A few words about Alluring Monsters from its publisher:
The pontianak, a terrifying female vampire ghost, is a powerful figure in Malay cultures, as loved and feared in Southeast Asia as Dracula is in the West. In animist tradition, she is a woman who has died in childbirth, and her vengeful return upsets gender norms and social hierarchies. The pontianak first appeared on screen in late colonial Singapore in a series of popular films that combine indigenous animism and transnational production with the cultural and political force of the horror genre.

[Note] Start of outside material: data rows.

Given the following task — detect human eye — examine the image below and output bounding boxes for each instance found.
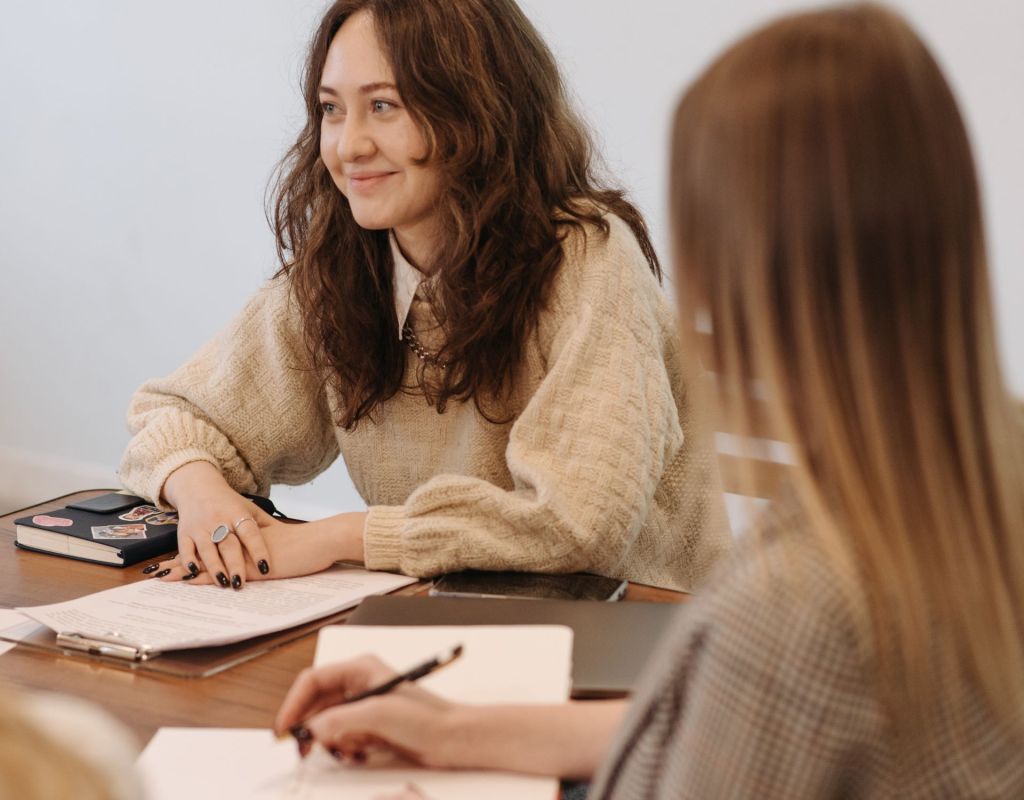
[371,99,397,114]
[320,101,343,117]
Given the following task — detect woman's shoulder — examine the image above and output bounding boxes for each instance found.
[689,500,865,664]
[544,207,669,330]
[552,208,657,289]
[218,273,304,342]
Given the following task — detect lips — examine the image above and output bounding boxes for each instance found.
[347,171,397,191]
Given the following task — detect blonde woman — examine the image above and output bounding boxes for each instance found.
[0,690,140,800]
[273,4,1024,796]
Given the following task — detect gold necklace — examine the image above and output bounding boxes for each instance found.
[402,322,448,370]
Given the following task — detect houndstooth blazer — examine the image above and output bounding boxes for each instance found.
[590,499,1024,798]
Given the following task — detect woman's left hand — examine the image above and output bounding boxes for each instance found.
[146,512,367,586]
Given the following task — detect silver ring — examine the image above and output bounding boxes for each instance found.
[234,516,256,531]
[211,524,231,544]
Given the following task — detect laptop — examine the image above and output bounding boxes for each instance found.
[346,595,684,698]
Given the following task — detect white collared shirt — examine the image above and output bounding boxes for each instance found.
[390,233,430,340]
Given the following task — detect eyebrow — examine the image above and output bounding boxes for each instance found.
[318,82,399,96]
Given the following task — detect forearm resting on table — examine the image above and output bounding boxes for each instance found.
[445,699,628,781]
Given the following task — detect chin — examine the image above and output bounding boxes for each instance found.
[347,208,393,231]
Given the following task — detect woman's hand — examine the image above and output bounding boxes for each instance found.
[146,513,366,587]
[273,655,628,780]
[142,461,368,587]
[152,461,275,588]
[274,655,463,769]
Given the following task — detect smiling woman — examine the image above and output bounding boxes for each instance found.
[117,0,731,593]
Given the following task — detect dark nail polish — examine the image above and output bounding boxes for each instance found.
[142,563,160,574]
[216,572,230,587]
[258,559,269,575]
[231,574,242,590]
[181,572,196,581]
[154,568,171,578]
[187,562,199,576]
[290,725,313,743]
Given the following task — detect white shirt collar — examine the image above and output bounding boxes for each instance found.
[390,233,428,340]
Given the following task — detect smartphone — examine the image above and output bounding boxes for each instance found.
[429,571,628,602]
[66,492,146,515]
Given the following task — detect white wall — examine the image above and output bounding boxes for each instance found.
[2,1,1021,517]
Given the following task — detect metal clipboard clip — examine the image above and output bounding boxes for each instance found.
[55,631,157,662]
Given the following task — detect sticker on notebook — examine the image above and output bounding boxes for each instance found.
[32,515,74,528]
[144,511,178,526]
[92,524,147,540]
[118,505,160,522]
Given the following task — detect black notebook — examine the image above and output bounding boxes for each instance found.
[14,492,179,567]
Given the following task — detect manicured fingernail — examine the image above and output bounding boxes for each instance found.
[231,574,242,590]
[181,572,197,581]
[258,559,269,575]
[142,563,161,574]
[187,562,199,576]
[290,725,312,743]
[216,572,229,587]
[154,569,171,578]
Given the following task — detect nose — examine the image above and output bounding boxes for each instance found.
[337,114,375,163]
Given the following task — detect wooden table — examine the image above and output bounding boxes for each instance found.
[0,490,684,746]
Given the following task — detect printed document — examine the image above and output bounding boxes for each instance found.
[16,566,417,654]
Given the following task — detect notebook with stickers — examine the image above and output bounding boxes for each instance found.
[14,492,179,567]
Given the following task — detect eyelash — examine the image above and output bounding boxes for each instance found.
[320,100,398,117]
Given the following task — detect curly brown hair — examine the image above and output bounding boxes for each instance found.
[271,0,660,428]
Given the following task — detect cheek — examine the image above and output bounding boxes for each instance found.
[320,128,338,168]
[413,168,443,206]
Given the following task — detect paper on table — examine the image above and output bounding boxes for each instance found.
[0,608,44,656]
[315,625,575,704]
[137,728,558,800]
[16,566,417,655]
[136,628,572,797]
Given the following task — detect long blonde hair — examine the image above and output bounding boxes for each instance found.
[0,690,115,800]
[670,2,1024,733]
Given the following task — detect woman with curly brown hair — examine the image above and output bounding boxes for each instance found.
[119,0,730,591]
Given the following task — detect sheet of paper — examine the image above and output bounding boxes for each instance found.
[316,625,574,704]
[15,566,417,654]
[0,608,44,656]
[137,728,558,800]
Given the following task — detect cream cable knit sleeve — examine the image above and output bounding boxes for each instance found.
[119,280,339,506]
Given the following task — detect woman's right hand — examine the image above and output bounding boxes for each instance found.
[153,461,275,589]
[273,655,464,768]
[273,654,624,780]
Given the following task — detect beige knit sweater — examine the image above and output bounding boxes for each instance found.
[119,216,731,591]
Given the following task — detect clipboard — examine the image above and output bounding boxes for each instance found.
[2,580,427,678]
[1,606,354,677]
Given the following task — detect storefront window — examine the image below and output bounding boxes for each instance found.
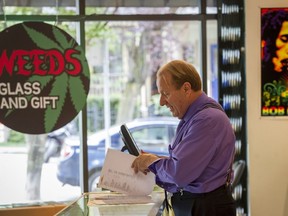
[0,2,218,205]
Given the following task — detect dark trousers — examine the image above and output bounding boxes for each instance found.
[171,185,236,216]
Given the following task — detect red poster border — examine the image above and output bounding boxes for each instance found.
[261,8,288,116]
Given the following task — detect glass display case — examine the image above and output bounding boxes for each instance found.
[55,191,164,216]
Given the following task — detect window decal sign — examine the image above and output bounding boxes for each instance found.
[261,8,288,116]
[0,22,90,134]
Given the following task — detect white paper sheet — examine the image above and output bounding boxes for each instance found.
[88,193,152,205]
[98,148,155,196]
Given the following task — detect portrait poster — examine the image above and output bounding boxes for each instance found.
[261,8,288,116]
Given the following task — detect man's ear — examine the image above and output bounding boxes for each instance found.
[183,82,191,93]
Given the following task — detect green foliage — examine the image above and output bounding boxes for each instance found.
[85,7,113,41]
[7,130,25,143]
[5,7,41,15]
[86,96,120,132]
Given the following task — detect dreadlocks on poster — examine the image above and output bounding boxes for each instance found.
[261,8,288,116]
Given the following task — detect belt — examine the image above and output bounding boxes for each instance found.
[173,184,229,198]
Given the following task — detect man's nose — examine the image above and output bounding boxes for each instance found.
[159,95,166,106]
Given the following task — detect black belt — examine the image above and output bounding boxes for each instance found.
[173,184,229,198]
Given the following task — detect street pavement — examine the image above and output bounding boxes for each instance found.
[0,147,80,205]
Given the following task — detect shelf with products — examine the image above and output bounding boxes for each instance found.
[218,0,247,215]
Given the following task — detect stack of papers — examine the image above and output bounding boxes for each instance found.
[97,149,156,196]
[88,193,152,205]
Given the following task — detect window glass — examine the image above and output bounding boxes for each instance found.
[3,5,77,15]
[2,1,202,15]
[86,7,200,15]
[0,21,80,204]
[0,19,214,203]
[0,4,218,205]
[83,20,201,192]
[0,126,81,204]
[85,20,201,130]
[85,1,201,15]
[206,0,218,14]
[132,126,169,151]
[206,20,218,101]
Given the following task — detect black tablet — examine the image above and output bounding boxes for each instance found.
[119,124,141,156]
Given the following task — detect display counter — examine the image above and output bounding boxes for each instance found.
[0,204,66,216]
[55,191,164,216]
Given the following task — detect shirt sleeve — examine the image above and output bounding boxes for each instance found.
[148,110,220,188]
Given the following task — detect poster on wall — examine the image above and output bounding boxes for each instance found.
[0,22,90,134]
[261,8,288,116]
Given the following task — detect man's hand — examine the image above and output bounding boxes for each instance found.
[131,151,160,175]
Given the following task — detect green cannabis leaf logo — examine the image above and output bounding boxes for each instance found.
[23,23,89,133]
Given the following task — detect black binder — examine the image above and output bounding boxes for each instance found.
[119,124,141,156]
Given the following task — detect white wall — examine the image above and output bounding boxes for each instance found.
[245,0,288,216]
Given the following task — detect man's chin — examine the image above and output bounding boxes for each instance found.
[171,112,180,118]
[281,59,288,73]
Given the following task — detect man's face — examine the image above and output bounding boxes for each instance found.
[156,73,187,119]
[272,21,288,72]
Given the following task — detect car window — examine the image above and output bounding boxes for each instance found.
[169,125,178,139]
[110,133,121,148]
[131,126,169,153]
[98,133,121,149]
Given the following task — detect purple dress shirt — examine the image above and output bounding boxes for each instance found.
[149,93,235,194]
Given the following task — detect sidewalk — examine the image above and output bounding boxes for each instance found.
[0,146,27,154]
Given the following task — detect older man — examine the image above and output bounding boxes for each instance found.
[132,60,236,216]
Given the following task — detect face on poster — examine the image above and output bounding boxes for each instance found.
[261,8,288,116]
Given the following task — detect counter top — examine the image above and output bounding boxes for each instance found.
[55,190,164,216]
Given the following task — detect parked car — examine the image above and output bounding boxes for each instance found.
[56,117,179,191]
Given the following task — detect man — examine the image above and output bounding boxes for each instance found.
[261,9,288,114]
[132,60,236,216]
[261,9,288,84]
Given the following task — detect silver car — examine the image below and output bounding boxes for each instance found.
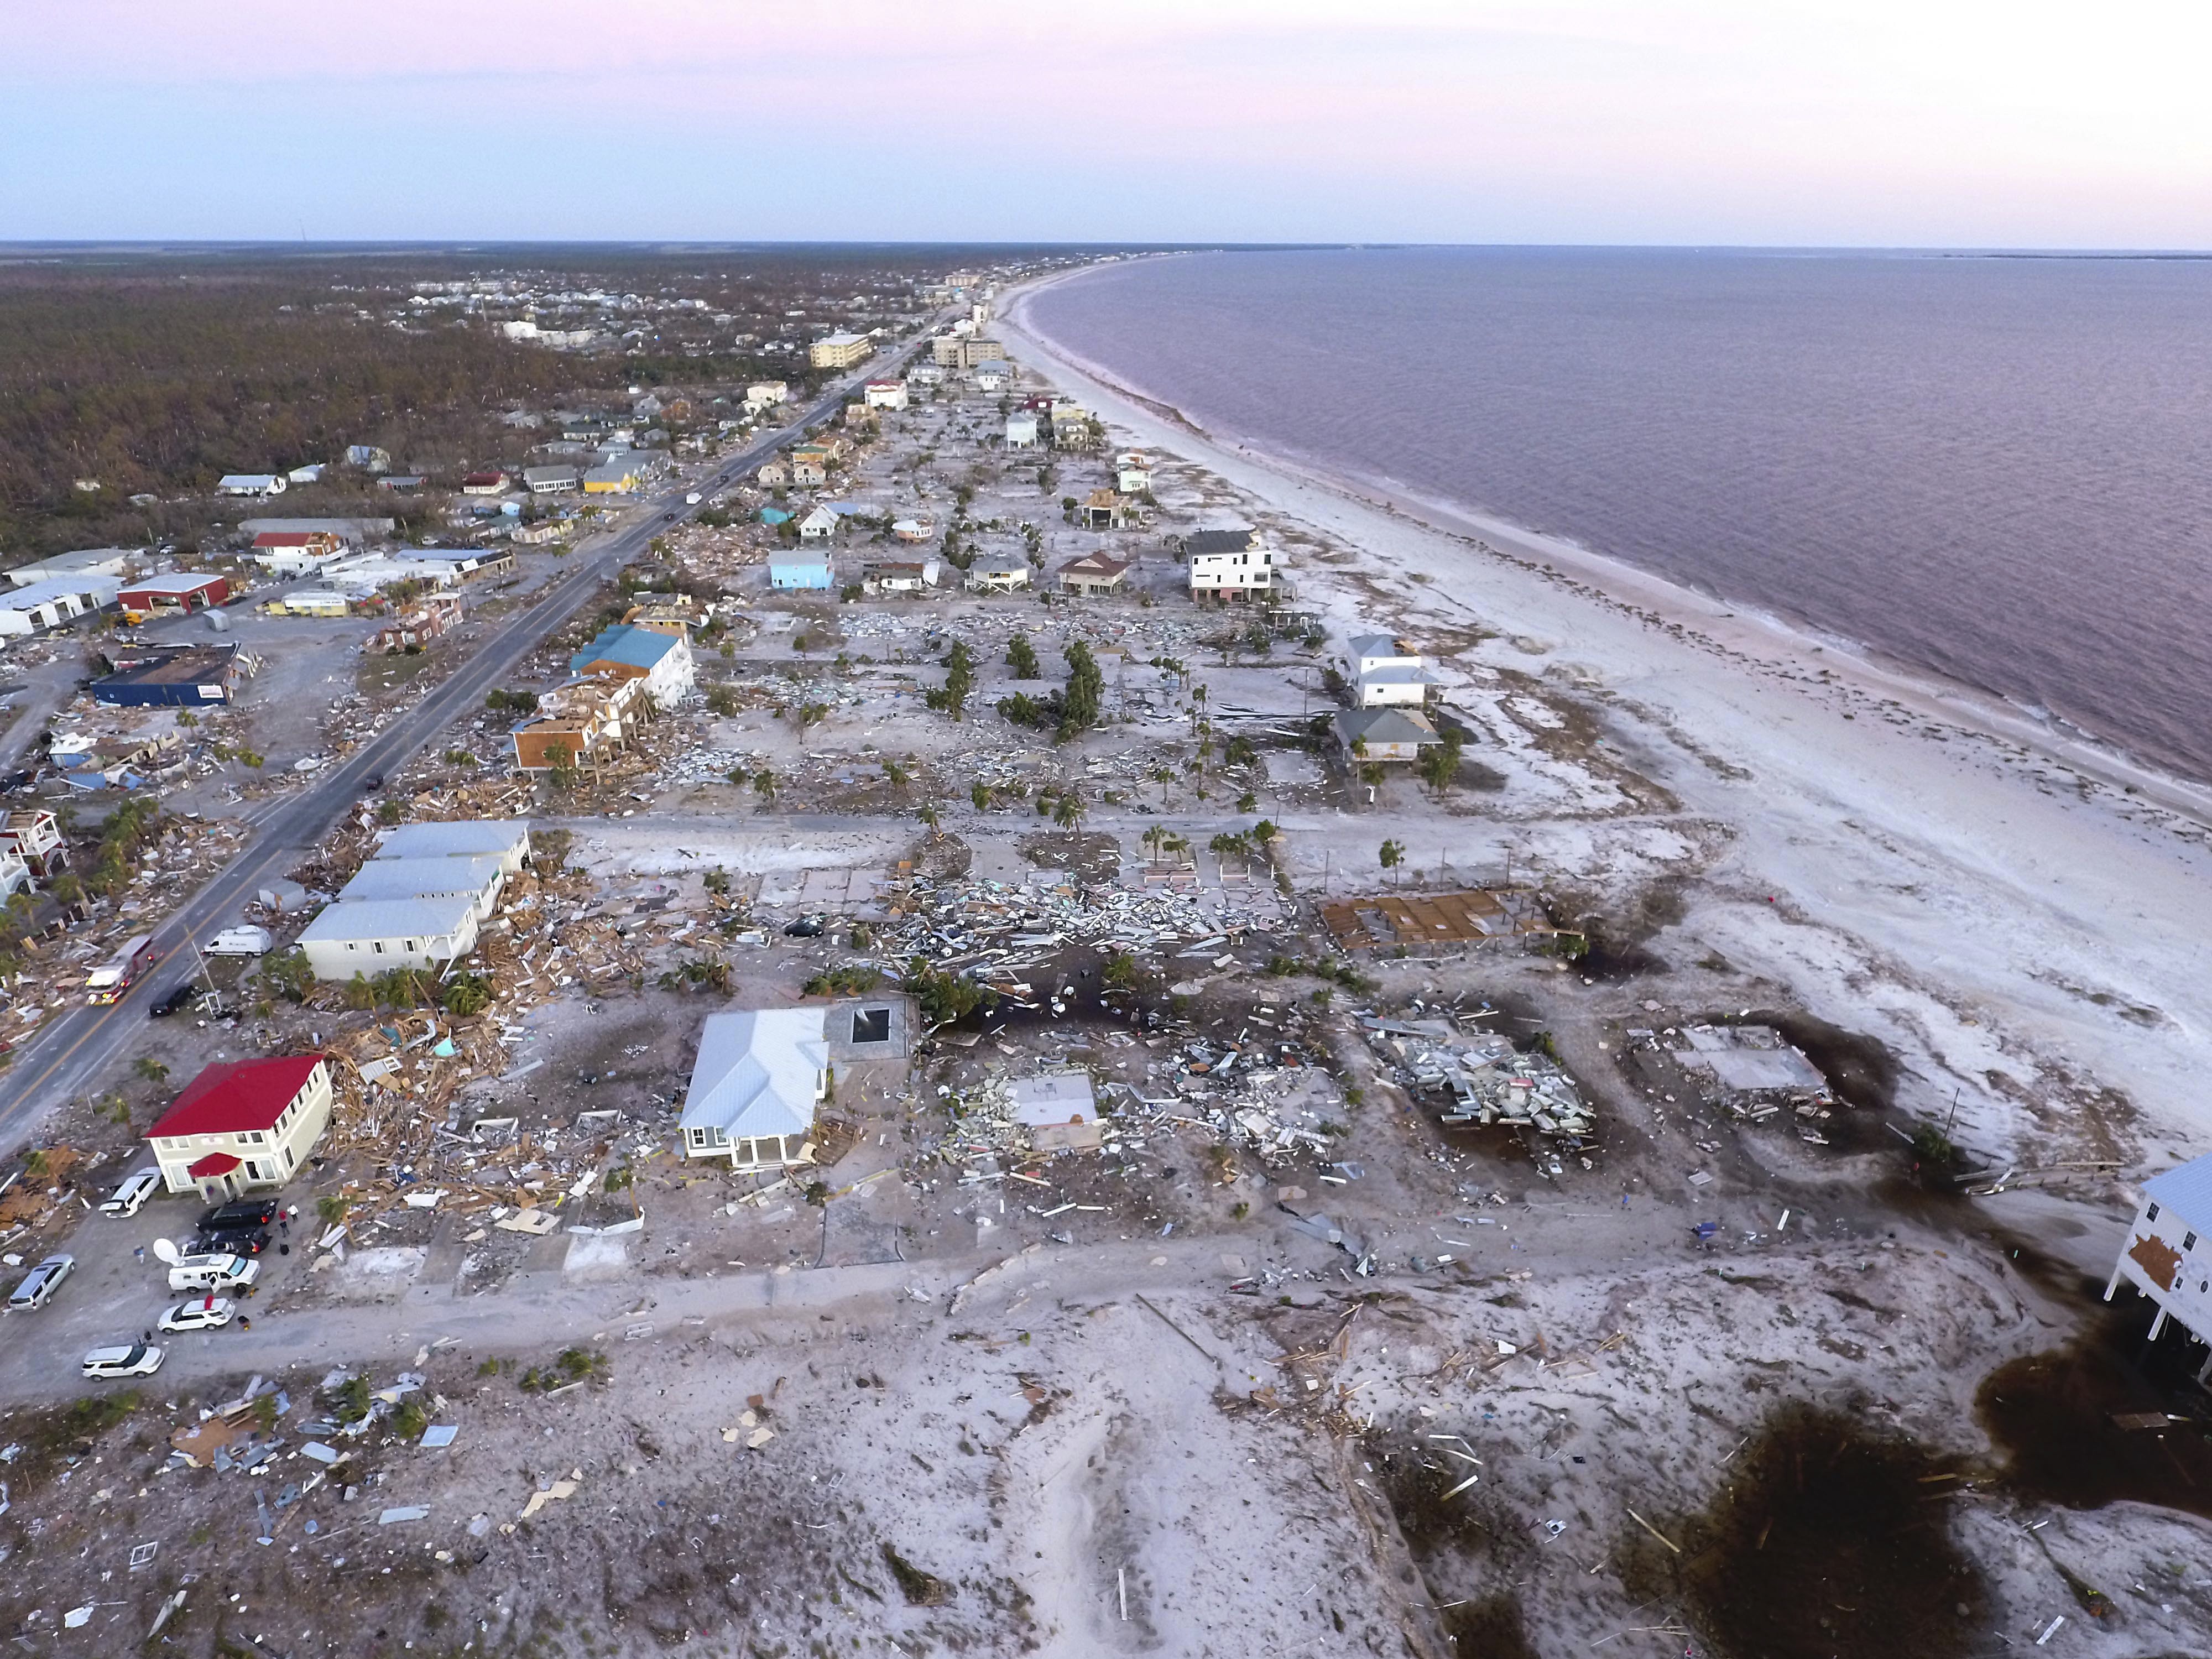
[8,1254,74,1310]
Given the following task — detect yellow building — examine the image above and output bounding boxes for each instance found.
[808,332,874,369]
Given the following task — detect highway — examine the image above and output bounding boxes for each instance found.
[0,322,941,1149]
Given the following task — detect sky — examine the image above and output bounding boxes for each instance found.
[6,1,2209,247]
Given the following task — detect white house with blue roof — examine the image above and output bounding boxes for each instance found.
[679,1008,828,1171]
[570,622,694,705]
[2107,1151,2212,1377]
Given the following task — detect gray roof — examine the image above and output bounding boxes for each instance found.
[374,820,531,861]
[1346,633,1416,662]
[239,518,392,537]
[298,893,477,945]
[338,854,505,905]
[681,1008,827,1142]
[1185,528,1253,556]
[2144,1154,2212,1227]
[1334,708,1439,747]
[2,575,121,611]
[9,548,138,584]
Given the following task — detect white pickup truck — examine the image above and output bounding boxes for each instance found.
[205,926,274,957]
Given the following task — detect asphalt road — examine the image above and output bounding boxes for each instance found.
[0,324,941,1149]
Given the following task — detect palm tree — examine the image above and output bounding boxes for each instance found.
[753,769,778,808]
[1380,838,1405,886]
[1053,790,1085,831]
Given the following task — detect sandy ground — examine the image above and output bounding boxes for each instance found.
[1001,270,2212,1178]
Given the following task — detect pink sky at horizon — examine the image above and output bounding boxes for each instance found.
[7,2,2209,245]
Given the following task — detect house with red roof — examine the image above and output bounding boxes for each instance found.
[146,1055,333,1202]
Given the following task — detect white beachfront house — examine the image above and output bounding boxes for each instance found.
[679,1008,828,1171]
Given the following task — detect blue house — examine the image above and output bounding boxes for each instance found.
[569,623,695,703]
[769,554,834,591]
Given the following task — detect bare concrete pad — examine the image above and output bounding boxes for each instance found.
[562,1233,631,1281]
[327,1245,426,1302]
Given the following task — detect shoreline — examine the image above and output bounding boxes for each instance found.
[1006,260,2212,830]
[998,265,2212,1164]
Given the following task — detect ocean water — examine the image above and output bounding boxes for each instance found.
[1026,249,2212,782]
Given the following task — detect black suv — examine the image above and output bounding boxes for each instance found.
[150,984,199,1018]
[189,1227,270,1258]
[199,1199,279,1233]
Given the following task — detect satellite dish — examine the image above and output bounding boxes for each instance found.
[150,1238,180,1265]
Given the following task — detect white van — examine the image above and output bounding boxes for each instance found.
[100,1169,162,1217]
[166,1253,258,1293]
[206,926,274,957]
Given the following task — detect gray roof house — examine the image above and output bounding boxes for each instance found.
[1334,707,1441,763]
[337,852,509,920]
[296,894,481,980]
[966,550,1032,592]
[373,820,533,874]
[679,1008,829,1171]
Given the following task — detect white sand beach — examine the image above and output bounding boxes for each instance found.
[1003,266,2212,1177]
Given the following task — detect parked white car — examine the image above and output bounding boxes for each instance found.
[167,1254,258,1293]
[99,1168,162,1217]
[158,1296,233,1333]
[8,1254,74,1310]
[82,1343,164,1379]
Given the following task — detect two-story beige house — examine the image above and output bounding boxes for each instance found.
[147,1054,333,1202]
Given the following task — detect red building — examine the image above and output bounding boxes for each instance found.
[118,573,229,618]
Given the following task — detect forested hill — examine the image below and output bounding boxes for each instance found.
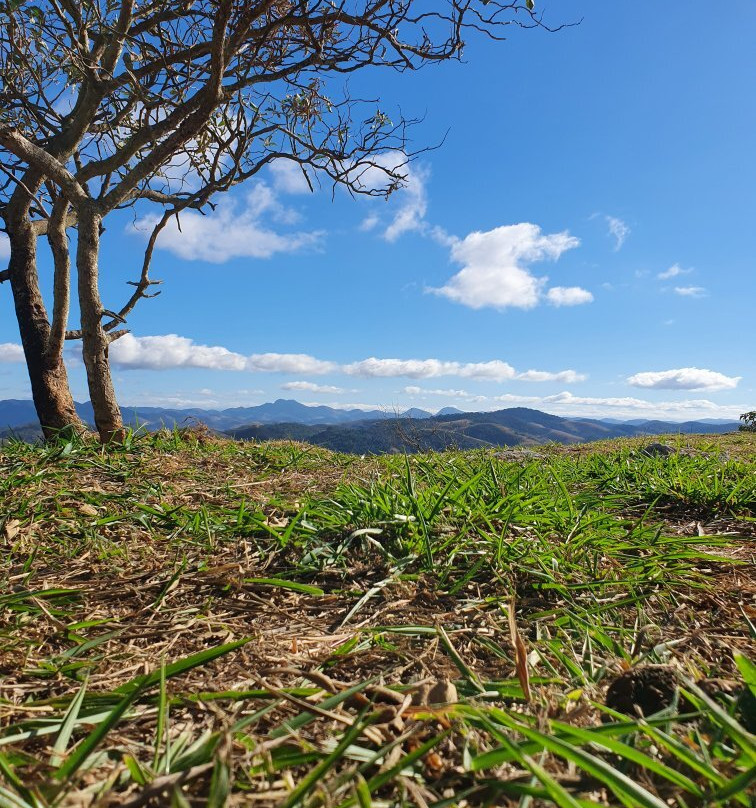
[227,406,738,454]
[0,399,739,452]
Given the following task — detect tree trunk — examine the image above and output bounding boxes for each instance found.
[76,205,125,443]
[6,217,85,440]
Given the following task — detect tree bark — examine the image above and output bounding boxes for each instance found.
[76,205,125,443]
[5,215,85,439]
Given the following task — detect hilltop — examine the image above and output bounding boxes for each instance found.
[0,431,753,805]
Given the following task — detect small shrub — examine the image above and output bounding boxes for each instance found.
[739,411,756,432]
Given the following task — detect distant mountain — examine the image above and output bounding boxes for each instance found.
[437,406,465,416]
[0,399,740,452]
[228,406,740,454]
[401,407,434,419]
[0,398,391,433]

In Alluring Monsters, Rosalind Galt explores how and why the pontianak found new life in postcolonial Southeast Asian film and society. She argues that the figure speaks to a series of intersecting anxieties: about femininity and modernity, globalization and indigeneity, racial and national identities, the relationship of Islam to animism, and heritage and environmental destruction. The pontianak offers abundant feminist potential, but her disruptive gender politics also unsettle queer and feminist film theories by putting them in dialogue with Malay epistemologies. Reading the pontianak as a precolonial figure of disturbance within postcolonial cultures, Galt reveals the importance of cinema to histories and theories of decolonization. From the horror films made by Cathay Keris and Shaw Studios in the 1950s and 1960s to contemporary film, television, art, and fiction in Malaysia and Singapore, the pontianak in all her media forms sheds light on how postcolonial identities are both developed and contested. In tracing the entanglements of Malay feminist animisms with postcolonial visual cultures, Alluring Monsters reveals how a “pontianak theory” can reshape understandings of anticolonial aesthetics and world cinema.